Here, as a result of the People’s inaction in obtaining defendant’s DNA exemplar, the 161-day period of delay to test the DNA and to produce the DNA report was not excludable from speedy trial computation as an exceptional circumstance.

The People argue that it was OCME’s obligation to affirmatively inform them that there was DNA evidence from the gun swabs available for comparison and that OCME did not, until May 2009, provide the People with the February 2008 report indicating that DNA had been recovered. The People also argue as justification for their inaction that they were not aware of OCME’s LCN (low copy number) DNA testing on the gun swabs as it was a new advance in scientific technology. Therefore, the argument goes, they had no affirmative obligation—despite their discovery obligations under CPL article 240 (see generally People v DaGata, 86 NY2d 40 [1995]) and their repeated declarations of readiness for trial on the record—to diligently ascertain the existence of all the laboratory reports of scientific tests performed at the request of law enforcement on the gun swabs from OCME. These proffered explanations do not justify the prosecutorial inaction in this case. It is the People alone who have the burden of proof of showing that they exercised due diligence sufficient to exclude the delay (see People v Berkowitz, 50 NY2d 333, 349 [1980]), and that burden was not sustained here.

There is no reasonable excuse for the People’s delay in seeking a court order for defendant’s DNA exemplar. The weapon was promptly submitted to OCME by law enforcement for examination and the People waited until May 2009, almost nine months after the indictment, to ask OCME what results, if any, were obtained from the scientific testing performed on the gun swabs. CPL 30.30 is a People-ready rule, and the Appellate Division correctly held that the prosecutorial inaction in this case contravenes CPL 30.30.

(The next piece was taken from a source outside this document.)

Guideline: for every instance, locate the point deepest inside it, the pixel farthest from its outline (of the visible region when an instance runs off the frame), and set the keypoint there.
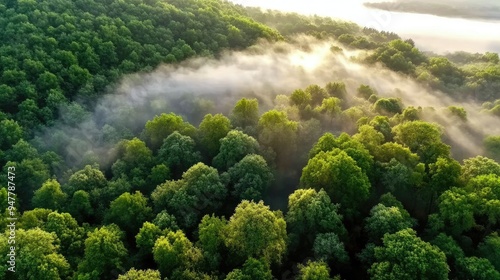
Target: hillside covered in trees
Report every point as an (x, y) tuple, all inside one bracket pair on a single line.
[(116, 166)]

Accordingly, the order of the Appellate Division should be affirmed.

Judges Pigott, Rivera., Abdus-Salaam, Stein, Fahey and Garcia concur.

Order affirmed. 
      
       The People moved for discovery under CPL 240.40 to compel the taking of defendant’s DNA sample. Generally, CPL 240.90 provides 45 days after arraignment on the indictment for such a discovery motion by a prosecutor except for “good cause shown” (CPL 240.90 [1]).